Senator Blunt serves as the Chairman of the Senate Republican Policy Committee and as the Ranking Member of the Senate Rules Committee. He also serves on the Senate Appropriations Committee; the Senate Commerce, Science and Transportation Committee; and the Senate Select Committee on Intelligence. He is also the Ranking Member of the Appropriations Subcommittee on Labor, Health and Human Services, and Education.
The people of Southwest Missouri overwhelmingly elected Senator Blunt seven times to the U.S. House of Representatives. Senator Blunt was elected the Majority Whip earlier in his career than any Member of Congress in eight decades, and he was elected to the Senate leadership during his first year in the Senate. Before serving in Congress, he was a history teacher, a county official, and in 1984 became the first Republican elected as Missouri’s Secretary of State in more than 50 years. Senator Blunt also served four years as the president of Southwest Baptist University, his alma mater, in Bolivar, Missouri. Senator Blunt earned an M.A. in history from Missouri State University.

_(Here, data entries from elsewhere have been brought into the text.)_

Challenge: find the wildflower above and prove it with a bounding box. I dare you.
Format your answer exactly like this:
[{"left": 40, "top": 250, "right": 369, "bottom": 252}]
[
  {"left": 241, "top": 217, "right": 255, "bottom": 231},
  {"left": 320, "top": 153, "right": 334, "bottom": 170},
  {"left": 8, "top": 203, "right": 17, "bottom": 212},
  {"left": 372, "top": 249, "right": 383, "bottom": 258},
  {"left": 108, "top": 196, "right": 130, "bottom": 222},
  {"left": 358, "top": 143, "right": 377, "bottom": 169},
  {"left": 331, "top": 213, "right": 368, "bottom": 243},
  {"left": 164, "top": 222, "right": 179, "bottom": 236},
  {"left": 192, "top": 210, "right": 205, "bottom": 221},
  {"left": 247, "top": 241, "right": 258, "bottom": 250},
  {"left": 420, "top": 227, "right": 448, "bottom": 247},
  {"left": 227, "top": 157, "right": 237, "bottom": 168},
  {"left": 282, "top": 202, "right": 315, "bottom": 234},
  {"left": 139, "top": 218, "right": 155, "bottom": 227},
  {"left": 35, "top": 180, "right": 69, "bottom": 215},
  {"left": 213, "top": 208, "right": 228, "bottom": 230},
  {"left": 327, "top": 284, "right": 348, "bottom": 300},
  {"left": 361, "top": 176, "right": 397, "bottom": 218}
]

Senator Blunt is a member of the Smithsonian Council for American Art and is a Trustee of the State Historical Society of Missouri. Senator Blunt is also a member of the Kennedy Center Board of Trustees.
The Senator is married to Abigail Blunt and has four children: Matt Blunt, Amy Blunt, Andy Blunt, and Charlie (age 16). Blunt has six grandchildren: Davis Mosby, Ben Blunt, Branch Blunt, Eva Mosby, Allyson Blunt, and Brooks Blunt.